Change some parameters to improve performance

weiya711 · weiya711 · commit 90ad76406dbc · 2021-04-08T16:53:02.000-07:00
diff --git a/numpy/image.py b/numpy/image.py
@@ -3,12 +3,12 @@
 import os
 import pytest
 import sparse
-from util import ImagePydataSparseTensorLoader, safeCastPydataTensorToInts, TnsFileDumper #plot_image 
+from util import ImagePydataSparseTensorLoader, safeCastPydataTensorToInts, TnsFileDumper#, plot_image 
 
 # import matplotlib.pyplot as plt 
 
 @pytest.mark.parametrize("num", list(range(1, 99))) 
-@pytest.mark.parametrize("pt1", [0.5])
+@pytest.mark.parametrize("pt1", [0.75])
 def bench_edge_detection_pydata(tacoBench, num, pt1, plot):
         loader = ImagePydataSparseTensorLoader()
         sparse_bin_img1 = safeCastPydataTensorToInts(loader.sparse_image(num, pt1, 1))
@@ -44,7 +44,7 @@ def dense_bench():
             #plot_image(loader.img[num], bin_img1, bin_img2, xor_img, sparse_xor_img, t1, t2)
 
 @pytest.mark.parametrize("num", list(range(1, 99))) 
-@pytest.mark.parametrize("pt1", [0.5])
+@pytest.mark.parametrize("pt1", [0.75])
 def bench_edge_detection_dense(tacoBench, num, pt1):
         loader = ImagePydataSparseTensorLoader()
         bin_img1 = loader.dense_image(num, pt1, 1) 
@@ -56,7 +56,7 @@ def dense_bench():
         tacoBench(dense_bench)
 
 @pytest.mark.parametrize("num", list(range(1, 99))) 
-@pytest.mark.parametrize("pt1", [0.5])
+@pytest.mark.parametrize("pt1", [0.75])
 def bench_edge_detection_fused_pydata(tacoBench, num, pt1, plot):
         loader = ImagePydataSparseTensorLoader()
         sparse_bin_img1 = safeCastPydataTensorToInts(loader.sparse_image(num, pt1, 1))
@@ -94,12 +94,12 @@ def dense_bench():
             sparse_xor_img = sparse_xor_img.todense()
             t1 = round(loader.max[num]*pt1, 2)
             t2 = round(loader.max[num]*(pt1 + 0.05), 2)
-            #plot_image(loader.img[num], bin_img1, bin_img2, xor_img, sparse_xor_img, t1, t2, bin_window)
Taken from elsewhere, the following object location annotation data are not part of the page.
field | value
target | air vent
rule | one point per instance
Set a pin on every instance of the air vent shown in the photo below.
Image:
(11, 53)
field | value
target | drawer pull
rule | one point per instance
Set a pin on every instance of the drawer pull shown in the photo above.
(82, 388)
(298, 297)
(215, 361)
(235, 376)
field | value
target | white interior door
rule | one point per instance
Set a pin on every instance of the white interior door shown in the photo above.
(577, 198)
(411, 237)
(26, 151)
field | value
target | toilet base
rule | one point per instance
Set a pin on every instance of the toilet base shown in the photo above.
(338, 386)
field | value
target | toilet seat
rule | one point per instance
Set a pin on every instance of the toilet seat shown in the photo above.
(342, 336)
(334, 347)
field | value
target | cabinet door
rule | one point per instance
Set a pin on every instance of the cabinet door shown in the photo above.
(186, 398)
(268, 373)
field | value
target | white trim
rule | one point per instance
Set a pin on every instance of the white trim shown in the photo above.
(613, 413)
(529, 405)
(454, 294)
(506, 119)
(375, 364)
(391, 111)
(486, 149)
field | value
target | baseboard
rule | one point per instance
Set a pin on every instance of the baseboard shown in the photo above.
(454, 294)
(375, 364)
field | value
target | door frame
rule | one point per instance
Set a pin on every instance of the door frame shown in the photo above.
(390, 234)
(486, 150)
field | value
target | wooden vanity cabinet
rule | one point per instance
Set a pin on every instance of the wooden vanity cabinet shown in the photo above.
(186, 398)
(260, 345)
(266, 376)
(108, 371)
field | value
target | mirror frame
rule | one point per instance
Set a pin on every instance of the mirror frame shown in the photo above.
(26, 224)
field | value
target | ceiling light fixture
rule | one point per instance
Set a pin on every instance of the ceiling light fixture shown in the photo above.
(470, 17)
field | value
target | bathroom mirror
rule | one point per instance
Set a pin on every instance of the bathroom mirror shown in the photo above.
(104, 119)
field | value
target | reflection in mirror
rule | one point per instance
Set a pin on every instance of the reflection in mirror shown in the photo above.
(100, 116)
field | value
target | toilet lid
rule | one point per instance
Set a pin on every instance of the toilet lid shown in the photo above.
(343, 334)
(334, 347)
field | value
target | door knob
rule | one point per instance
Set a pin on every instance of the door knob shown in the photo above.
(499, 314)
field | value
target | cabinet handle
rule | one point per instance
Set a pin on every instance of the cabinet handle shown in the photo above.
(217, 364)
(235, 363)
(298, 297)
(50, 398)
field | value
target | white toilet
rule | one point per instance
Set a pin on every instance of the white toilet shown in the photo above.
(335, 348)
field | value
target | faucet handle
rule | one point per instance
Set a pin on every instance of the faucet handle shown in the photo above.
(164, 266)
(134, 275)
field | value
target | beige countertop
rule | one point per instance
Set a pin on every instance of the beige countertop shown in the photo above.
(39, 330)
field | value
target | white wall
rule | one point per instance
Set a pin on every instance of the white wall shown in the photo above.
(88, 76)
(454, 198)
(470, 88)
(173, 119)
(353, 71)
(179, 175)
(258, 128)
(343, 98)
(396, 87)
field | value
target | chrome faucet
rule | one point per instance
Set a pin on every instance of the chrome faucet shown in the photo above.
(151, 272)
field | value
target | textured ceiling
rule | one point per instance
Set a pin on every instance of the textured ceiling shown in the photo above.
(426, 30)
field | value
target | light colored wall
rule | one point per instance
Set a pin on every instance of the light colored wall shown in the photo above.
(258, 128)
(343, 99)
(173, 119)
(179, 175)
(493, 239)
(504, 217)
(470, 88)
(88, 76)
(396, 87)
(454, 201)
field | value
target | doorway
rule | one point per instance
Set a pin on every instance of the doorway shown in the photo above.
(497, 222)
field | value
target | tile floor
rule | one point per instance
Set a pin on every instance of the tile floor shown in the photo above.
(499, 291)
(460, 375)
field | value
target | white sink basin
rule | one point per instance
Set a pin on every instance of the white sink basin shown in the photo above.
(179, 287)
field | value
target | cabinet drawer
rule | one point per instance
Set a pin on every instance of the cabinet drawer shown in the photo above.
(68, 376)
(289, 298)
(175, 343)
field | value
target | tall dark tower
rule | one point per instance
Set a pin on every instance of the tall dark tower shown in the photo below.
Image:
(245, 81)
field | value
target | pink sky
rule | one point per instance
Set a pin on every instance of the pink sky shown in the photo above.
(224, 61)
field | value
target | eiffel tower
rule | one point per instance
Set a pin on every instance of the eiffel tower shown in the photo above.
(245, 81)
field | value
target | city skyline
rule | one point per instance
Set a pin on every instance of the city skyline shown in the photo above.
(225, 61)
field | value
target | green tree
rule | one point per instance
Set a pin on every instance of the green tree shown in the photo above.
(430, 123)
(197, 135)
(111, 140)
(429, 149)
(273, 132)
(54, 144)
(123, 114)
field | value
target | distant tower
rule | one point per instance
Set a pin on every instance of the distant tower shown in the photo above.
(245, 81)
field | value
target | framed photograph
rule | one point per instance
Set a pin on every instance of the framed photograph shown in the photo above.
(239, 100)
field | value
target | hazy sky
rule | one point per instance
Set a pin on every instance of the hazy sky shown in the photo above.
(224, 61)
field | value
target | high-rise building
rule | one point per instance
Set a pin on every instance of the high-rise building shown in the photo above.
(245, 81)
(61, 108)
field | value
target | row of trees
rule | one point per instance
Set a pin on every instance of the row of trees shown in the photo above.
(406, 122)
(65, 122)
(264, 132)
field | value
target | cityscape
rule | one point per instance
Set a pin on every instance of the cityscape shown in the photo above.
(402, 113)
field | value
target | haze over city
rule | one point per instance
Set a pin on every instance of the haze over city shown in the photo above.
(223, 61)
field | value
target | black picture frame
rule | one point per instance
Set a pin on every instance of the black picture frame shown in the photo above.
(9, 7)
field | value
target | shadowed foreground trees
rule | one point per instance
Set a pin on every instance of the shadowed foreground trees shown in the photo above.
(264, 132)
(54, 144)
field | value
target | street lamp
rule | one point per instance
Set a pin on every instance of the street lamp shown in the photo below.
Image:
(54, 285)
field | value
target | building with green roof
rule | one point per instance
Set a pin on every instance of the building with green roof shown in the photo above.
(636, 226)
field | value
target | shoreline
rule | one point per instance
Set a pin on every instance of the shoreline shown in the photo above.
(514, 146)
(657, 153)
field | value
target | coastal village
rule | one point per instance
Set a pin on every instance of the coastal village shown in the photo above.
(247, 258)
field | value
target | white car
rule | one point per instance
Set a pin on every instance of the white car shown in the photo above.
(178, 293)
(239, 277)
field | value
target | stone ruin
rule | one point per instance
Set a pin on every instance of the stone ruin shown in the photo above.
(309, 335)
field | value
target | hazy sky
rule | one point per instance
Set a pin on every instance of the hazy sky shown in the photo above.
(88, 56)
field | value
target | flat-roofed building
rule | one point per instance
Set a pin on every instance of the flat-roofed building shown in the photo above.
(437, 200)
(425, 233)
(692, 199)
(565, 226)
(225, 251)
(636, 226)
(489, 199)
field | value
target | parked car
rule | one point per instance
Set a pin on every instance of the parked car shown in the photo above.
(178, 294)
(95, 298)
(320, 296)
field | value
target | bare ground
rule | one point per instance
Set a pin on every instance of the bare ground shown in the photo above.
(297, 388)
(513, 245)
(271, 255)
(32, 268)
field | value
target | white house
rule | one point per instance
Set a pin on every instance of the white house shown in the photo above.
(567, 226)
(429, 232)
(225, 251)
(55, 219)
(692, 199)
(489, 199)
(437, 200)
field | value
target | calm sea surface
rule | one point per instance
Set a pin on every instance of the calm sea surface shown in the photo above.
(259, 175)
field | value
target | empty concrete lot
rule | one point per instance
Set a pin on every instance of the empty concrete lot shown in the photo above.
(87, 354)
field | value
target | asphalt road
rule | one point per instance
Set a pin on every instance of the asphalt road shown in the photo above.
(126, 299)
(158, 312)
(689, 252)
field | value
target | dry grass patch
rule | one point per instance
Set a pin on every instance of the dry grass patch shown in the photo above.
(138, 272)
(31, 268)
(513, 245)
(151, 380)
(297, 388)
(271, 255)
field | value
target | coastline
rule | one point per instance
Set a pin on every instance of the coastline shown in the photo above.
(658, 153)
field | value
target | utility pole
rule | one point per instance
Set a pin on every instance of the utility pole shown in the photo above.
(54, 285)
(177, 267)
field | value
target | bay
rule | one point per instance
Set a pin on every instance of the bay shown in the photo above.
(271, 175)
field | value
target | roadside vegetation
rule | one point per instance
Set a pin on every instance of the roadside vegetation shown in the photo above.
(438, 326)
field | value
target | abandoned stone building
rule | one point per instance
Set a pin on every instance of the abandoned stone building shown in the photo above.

+            plot_image(loader.img[num], bin_img1, bin_img2, xor_img, sparse_xor_img, t1, t2, bin_window)
 
         assert(sparse_xor_img.nnz == np.sum(xor_img != 0))
 
 @pytest.mark.parametrize("num", list(range(1, 99))) 
-@pytest.mark.parametrize("pt1", [0.5])
+@pytest.mark.parametrize("pt1", [0.75])
 def bench_edge_detection_fused_dense(tacoBench, num, pt1):
         loader = ImagePydataSparseTensorLoader()
         bin_img1 = loader.dense_image(num, pt1, 1) 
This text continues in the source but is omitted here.